UK Reports Warn of Persistent Basic Cybersecurity Gaps and Rising Social-Engineering Risk
UK reporting highlighted persistent weaknesses in baseline cyber hygiene and a growing expectation that phishing and social engineering will succeed against many organizations. A Vodafone Business-commissioned snapshot cited by Tech Radar/SC Media reported that 63% of UK businesses feel more exposed to cyberattacks than a year ago, 71% of leaders think employees are vulnerable to phishing, and staff reuse work passwords across an average of 11 personal accounts; only 45% of organizations said all staff had completed basic cyber awareness training. The same coverage noted increasing concern about AI-enabled scams and deepfakes, with 70% reporting greater suspicion of video calls impersonating senior leaders, and pointed to the UK government’s planned Telecommunications Fraud Charter as part of broader anti-fraud efforts.

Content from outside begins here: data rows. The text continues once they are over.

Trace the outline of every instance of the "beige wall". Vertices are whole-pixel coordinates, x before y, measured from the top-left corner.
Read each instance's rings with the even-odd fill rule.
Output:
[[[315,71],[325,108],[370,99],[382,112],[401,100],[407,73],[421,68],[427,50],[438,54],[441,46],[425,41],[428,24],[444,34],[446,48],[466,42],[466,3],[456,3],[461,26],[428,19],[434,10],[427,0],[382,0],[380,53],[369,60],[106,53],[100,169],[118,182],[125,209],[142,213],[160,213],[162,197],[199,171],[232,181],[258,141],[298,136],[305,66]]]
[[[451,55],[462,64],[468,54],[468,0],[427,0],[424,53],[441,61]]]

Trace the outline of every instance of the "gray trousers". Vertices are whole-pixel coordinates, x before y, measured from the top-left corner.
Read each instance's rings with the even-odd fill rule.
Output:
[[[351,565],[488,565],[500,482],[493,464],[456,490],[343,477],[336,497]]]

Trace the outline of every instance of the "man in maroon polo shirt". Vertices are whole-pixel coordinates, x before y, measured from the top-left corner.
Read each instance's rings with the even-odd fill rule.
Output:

Separately, the Bank of England’s 2025 CBEST review (summarized by The Register) found that regulated financial firms and financial market infrastructures (FMIs) still commonly fail on fundamentals observed during 13 CBEST assessments and regulator-backed penetration tests, including weak access controls, poor password practices, misconfigured and inconsistently patched systems, and gaps in intrusion detection and vulnerability management. The report emphasized that firms should be prepared to handle breaches rather than relying only on preventive controls, and that weak security culture enables attackers to bypass controls via social engineering; it also warned that inadequate helpdesk identity-verification processes can enable fraudulent credential access, with the NCSC noting such tradecraft aligns with groups like Scattered Spider.